To visually compare the values measured in London versus Paris.

air_quality.plot.scatter(x="station_london", y="station_paris", alpha=0.5)
<Axes: xlabel='station_london', ylabel='station_paris'>
../../_images/429bd62104da6e889f24de74026c6ea378a0674a303be16fdafa5b9bb3b35fb6.png

To visualize each of the columns in a separate subplot.

air_quality.plot.area(figsize=(12, 4), subplots=True)
array([<Axes: xlabel='datetime'>, <Axes: xlabel='datetime'>,
       <Axes: xlabel='datetime'>], dtype=object)
../../_images/38e75ca2ef865062eca603284480f623d4c712b8fed197b5fc13c2f8fe25923c.png

8.4.8. Analyzing Geospatial Data#

In this example, we analyze a dataset of cities, calculating the distance between each pair using the Haversine formula.

# Define the Haversine formula using NumPy
def haversine_np(lat1, lon1, lat2, lon2):
    R = 6371.0  # Earth radius in kilometers
    dlat = np.radians(lat2 - lat1)
    dlon = np.radians(lon2 - lon1)
    a = (
        np.sin(dlat / 2) ** 2
        + np.cos(np.radians(lat1)) * np.cos(np.radians(lat2)) * np.sin(dlon / 2) ** 2
    )
    c = 2 * np.arctan2(np.sqrt(a), np.sqrt(1 - a))
    distance = R * c
    return distance


# Create a new DataFrame with city pairs
city_pairs = pd.DataFrame(
    {
        "City1": ["Tokyo", "Tokyo", "Los Angeles"],
        "City2": ["Los Angeles", "London", "London"],
        "Lat1": [35.6895, 35.6895, 34.0522],
        "Lon1": [139.6917, 139.6917, -118.2437],
        "Lat2": [34.0522, 51.5074, 51.5074],
        "Lon2": [-118.2437, -0.1278, -0.1278],
    }
)
city_pairs
City1 City2 Lat1 Lon1 Lat2 Lon2
0 Tokyo Los Angeles 35.6895 139.6917 34.0522 -118.2437
1 Tokyo London 35.6895 139.6917 51.5074 -0.1278
2 Los Angeles London 34.0522 -118.2437 51.5074 -0.1278
# Calculate distances between city pairs
city_pairs["Distance_km"] = haversine_np(
    city_pairs["Lat1"], city_pairs["Lon1"], city_pairs["Lat2"], city_pairs["Lon2"]
)
city_pairs
City1 City2 Lat1 Lon1 Lat2 Lon2 Distance_km
0 Tokyo Los Angeles 35.6895 139.6917 34.0522 -118.2437 8815.473356
1 Tokyo London 35.6895 139.6917 51.5074 -0.1278 9558.713695
2 Los Angeles London 34.0522 -118.2437 51.5074 -0.1278 8755.602341

8.5. Combining NumPy and Pandas#

You can combine NumPy and Pandas to perform complex data manipulations.

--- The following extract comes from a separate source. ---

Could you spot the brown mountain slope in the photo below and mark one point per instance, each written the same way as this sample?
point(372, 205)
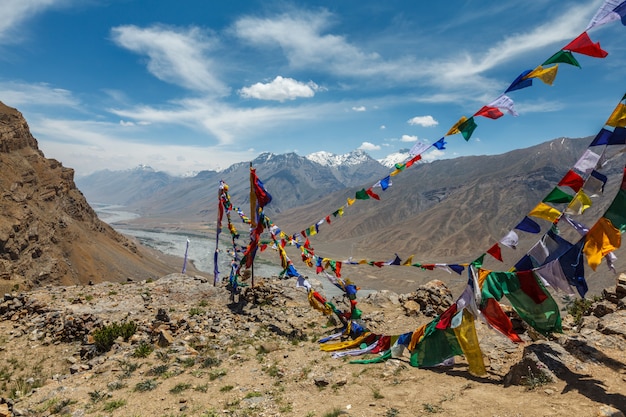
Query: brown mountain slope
point(48, 232)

For instance, you might want to apply NumPy functions to a Pandas DataFrame or use Pandas to organize and visualize the results of NumPy operations.

Let’s say you have a dataset of cities, and you want to calculate the average distance from each city to all other cities.

# Define a function to calculate distances from a city to all other cities
def calculate_average_distance(df):
    lat1 = df["Latitude"].values
    lon1 = df["Longitude"].values
    lat2, lon2 = np.meshgrid(lat1, lon1)
    distances = haversine_np(lat1, lon1, lat2, lon2)
    avg_distances = np.mean(distances, axis=1)
    return avg_distances


# Creating a DataFrame
data = {
    "City": ["Tokyo", "Los Angeles", "London"],
    "Latitude": [35.6895, 34.0522, 51.5074],
    "Longitude": [139.6917, -118.2437, -0.1278],
}
df = pd.DataFrame(data)

# Apply the function to calculate average distances
df["Avg_Distance_km"] = calculate_average_distance(df)
df
City Latitude Longitude Avg_Distance_km
0 Tokyo 35.6895 139.6917 5624.601390
1 Los Angeles 34.0522 -118.2437 5294.682354
2 London 51.5074 -0.1278 7041.924003

8.6. Exercises#

  1. Array Operations: Create a NumPy array representing the elevations of various locations. Normalize the elevations (e.g., subtract the mean and divide by the standard deviation) and calculate the mean and standard deviation of the normalized array.

  2. Data Analysis with Pandas: Create a Pandas DataFrame from a CSV file containing geospatial data (e.g., cities and their coordinates). Filter the DataFrame to include only cities in the Northern Hemisphere and calculate the average latitude of these cities.

  3. Combining NumPy and Pandas: Using a dataset of geographic coordinates, create a Pandas DataFrame. Use NumPy to calculate the pairwise distances between all points and store the results in a new DataFrame.

8.7. Summary#

NumPy and Pandas are essential tools in geospatial programming, allowing you to efficiently manipulate and analyze numerical and tabular data. By mastering these libraries, you will be able to perform complex data operations, manage large datasets, and streamline your geospatial workflows.